Another example of a franchise offering from Signal is its surveillance services. Franchise locations are equipped with state-of-the-art technology that allows them to monitor both onsite and off-site locations remotely. This can be particularly beneficial for businesses that want to keep an eye on their premises during non-business hours or when they are away on vacation. Furthermore, Signal 88 franchises offer executive security services for high-profile individuals such as CEOs or celebrities who may face potential threats due to their status. These specialized teams provide discreet protection while maintaining the utmost professionalism and confidentiality.

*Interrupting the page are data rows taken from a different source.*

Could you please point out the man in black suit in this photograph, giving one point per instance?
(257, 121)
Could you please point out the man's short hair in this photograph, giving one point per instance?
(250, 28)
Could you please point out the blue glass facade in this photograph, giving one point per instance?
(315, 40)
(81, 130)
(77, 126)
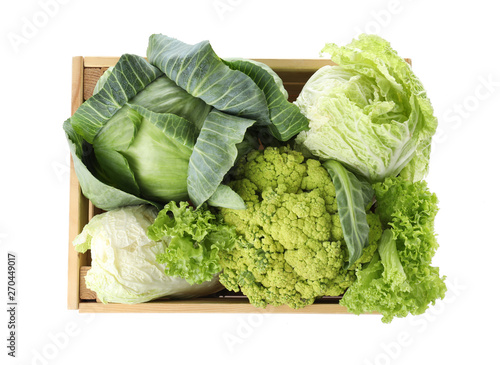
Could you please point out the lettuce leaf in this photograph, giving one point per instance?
(194, 240)
(124, 267)
(400, 279)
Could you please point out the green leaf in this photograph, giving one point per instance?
(102, 195)
(159, 154)
(129, 76)
(400, 279)
(225, 197)
(286, 118)
(195, 240)
(352, 197)
(199, 71)
(370, 112)
(214, 153)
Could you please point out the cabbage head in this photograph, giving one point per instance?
(124, 266)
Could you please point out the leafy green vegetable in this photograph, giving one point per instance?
(291, 248)
(286, 117)
(370, 112)
(353, 196)
(147, 147)
(172, 133)
(400, 279)
(124, 267)
(214, 154)
(195, 240)
(122, 84)
(199, 71)
(101, 194)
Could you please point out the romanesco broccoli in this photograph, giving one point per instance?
(291, 248)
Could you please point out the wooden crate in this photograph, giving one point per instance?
(86, 72)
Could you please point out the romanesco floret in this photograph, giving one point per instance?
(291, 248)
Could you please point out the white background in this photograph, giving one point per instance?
(454, 46)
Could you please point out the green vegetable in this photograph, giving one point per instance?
(124, 267)
(291, 248)
(370, 112)
(353, 197)
(170, 130)
(400, 279)
(195, 240)
(286, 118)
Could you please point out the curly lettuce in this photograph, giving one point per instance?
(400, 279)
(194, 241)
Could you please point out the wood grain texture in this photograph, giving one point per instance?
(205, 306)
(86, 72)
(78, 204)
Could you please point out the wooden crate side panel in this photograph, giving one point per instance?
(205, 306)
(78, 204)
(86, 72)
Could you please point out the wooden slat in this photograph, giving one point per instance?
(294, 74)
(205, 306)
(90, 77)
(85, 293)
(278, 65)
(78, 210)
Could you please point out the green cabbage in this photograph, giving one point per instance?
(400, 279)
(369, 112)
(124, 266)
(170, 128)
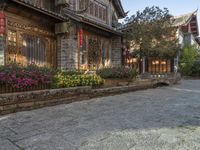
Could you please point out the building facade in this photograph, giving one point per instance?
(65, 34)
(187, 32)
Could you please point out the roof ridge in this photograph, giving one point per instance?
(191, 13)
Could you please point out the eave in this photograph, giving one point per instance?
(119, 8)
(40, 9)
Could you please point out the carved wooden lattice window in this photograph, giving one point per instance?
(94, 8)
(83, 51)
(94, 51)
(12, 46)
(34, 49)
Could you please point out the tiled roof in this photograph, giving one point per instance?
(183, 19)
(83, 19)
(119, 7)
(41, 9)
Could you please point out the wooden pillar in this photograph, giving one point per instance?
(172, 64)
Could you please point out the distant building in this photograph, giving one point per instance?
(187, 33)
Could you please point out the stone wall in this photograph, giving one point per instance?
(14, 102)
(116, 51)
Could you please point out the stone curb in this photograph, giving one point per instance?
(15, 102)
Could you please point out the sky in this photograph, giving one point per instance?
(176, 7)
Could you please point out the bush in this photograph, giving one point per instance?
(195, 71)
(63, 80)
(117, 72)
(21, 77)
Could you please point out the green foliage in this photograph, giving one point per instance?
(187, 60)
(151, 33)
(117, 72)
(195, 70)
(63, 80)
(21, 77)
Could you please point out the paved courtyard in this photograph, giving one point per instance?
(166, 118)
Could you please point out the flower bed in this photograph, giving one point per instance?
(16, 78)
(64, 79)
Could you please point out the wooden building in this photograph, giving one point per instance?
(187, 33)
(67, 34)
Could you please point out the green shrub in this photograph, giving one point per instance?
(64, 80)
(117, 72)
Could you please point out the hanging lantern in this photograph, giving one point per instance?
(81, 37)
(2, 23)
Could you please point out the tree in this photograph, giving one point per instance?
(151, 33)
(187, 60)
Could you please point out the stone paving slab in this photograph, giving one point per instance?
(166, 118)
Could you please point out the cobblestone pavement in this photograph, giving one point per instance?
(166, 118)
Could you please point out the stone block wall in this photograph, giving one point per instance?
(14, 102)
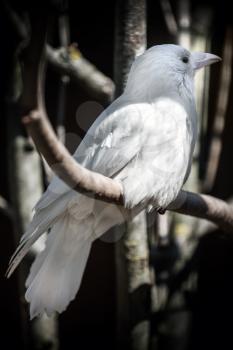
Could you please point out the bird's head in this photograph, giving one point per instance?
(166, 69)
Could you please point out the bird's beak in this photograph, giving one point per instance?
(202, 59)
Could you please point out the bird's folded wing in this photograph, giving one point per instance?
(112, 141)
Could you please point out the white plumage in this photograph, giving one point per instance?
(145, 139)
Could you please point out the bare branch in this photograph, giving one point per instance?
(5, 208)
(81, 179)
(205, 207)
(81, 71)
(64, 165)
(96, 185)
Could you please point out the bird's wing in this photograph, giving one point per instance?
(158, 173)
(112, 141)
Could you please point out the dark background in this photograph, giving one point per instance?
(89, 321)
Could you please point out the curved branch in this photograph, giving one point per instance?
(74, 175)
(101, 187)
(63, 164)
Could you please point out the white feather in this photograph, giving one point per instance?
(145, 139)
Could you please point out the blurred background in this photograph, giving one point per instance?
(161, 282)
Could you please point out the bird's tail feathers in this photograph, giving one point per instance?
(56, 273)
(41, 222)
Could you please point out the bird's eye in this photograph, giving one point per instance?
(185, 59)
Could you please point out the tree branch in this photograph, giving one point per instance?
(96, 185)
(80, 70)
(63, 164)
(74, 175)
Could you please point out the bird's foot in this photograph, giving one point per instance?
(161, 210)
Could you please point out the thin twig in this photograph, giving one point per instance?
(80, 70)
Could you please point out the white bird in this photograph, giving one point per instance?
(144, 139)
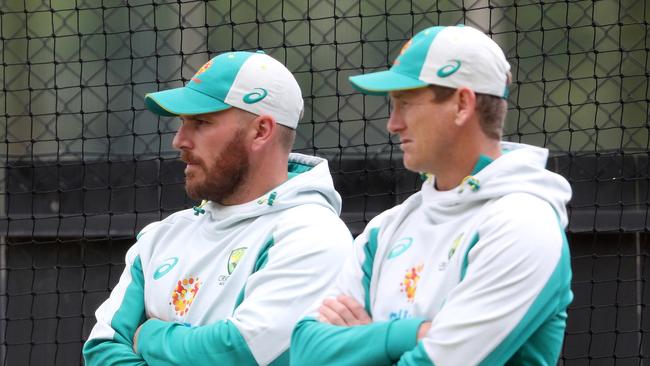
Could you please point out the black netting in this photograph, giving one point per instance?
(85, 166)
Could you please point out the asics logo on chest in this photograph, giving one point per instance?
(167, 266)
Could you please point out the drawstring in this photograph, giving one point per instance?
(199, 209)
(472, 182)
(269, 201)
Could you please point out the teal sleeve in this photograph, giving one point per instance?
(416, 357)
(165, 343)
(381, 343)
(118, 350)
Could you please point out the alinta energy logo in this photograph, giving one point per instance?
(184, 294)
(203, 69)
(410, 282)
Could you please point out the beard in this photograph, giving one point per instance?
(224, 177)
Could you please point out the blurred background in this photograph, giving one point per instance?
(83, 165)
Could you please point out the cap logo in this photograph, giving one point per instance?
(449, 69)
(203, 69)
(255, 96)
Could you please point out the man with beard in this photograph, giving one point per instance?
(472, 269)
(226, 281)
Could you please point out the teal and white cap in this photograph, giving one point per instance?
(252, 81)
(457, 56)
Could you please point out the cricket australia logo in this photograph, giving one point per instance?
(234, 258)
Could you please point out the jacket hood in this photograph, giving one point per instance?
(309, 182)
(520, 169)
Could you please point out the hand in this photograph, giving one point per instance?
(423, 330)
(344, 311)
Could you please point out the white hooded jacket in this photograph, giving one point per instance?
(226, 284)
(487, 263)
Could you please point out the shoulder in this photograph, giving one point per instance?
(523, 222)
(313, 221)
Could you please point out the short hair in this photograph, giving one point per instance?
(491, 109)
(286, 136)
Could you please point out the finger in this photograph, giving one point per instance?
(330, 316)
(358, 311)
(341, 310)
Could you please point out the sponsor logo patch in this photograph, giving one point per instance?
(410, 282)
(234, 258)
(184, 294)
(167, 266)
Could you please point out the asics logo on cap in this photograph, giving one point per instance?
(449, 69)
(255, 96)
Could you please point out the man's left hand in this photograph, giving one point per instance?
(344, 311)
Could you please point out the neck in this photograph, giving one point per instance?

Signal Franchise Investment Cost
The initial Signal Franchise Fee is $85,000 (minimum) to $170,000 (or higher depending on territory size). You have to pay this upfront fee when opening a Signal franchise. The estimated total investment necessary to begin the operation of a Signal franchise ranges from $93,200 – $241,150. The following costs are part of the upfront costs included in the initial investment for a Signal. Many of these are one-time fees that are needed to launch the franchise.
Signal was ranked as the best franchise opportunity by Entrepreneur and has good returns. We recommend talking to 3 – 5 other Signal franchisees before starting a franchise.
Conclusion
In conclusion, the franchising landscape in 2024 showcases both established giants that continue to dominate their industries and promising emerging brands ready to disrupt the market. The examples we have examined – McDonald’s, Chick-Fil-A, 7-Eleven alongside Crumbl Cookies, QC Kinetix, and Signal – serve as testaments to the enduring appeal of franchising across various sectors. While each brand brings its unique strengths to the table, the common thread among them lies in its ability to adapt and evolve with changing consumer demands and maintain a commitment toward delivering exceptional products or services. Aspiring entrepreneurs looking for lucrative business opportunities can draw inspiration from these franchises’ success stories while keeping an eye on future trends shaping this dynamic industry.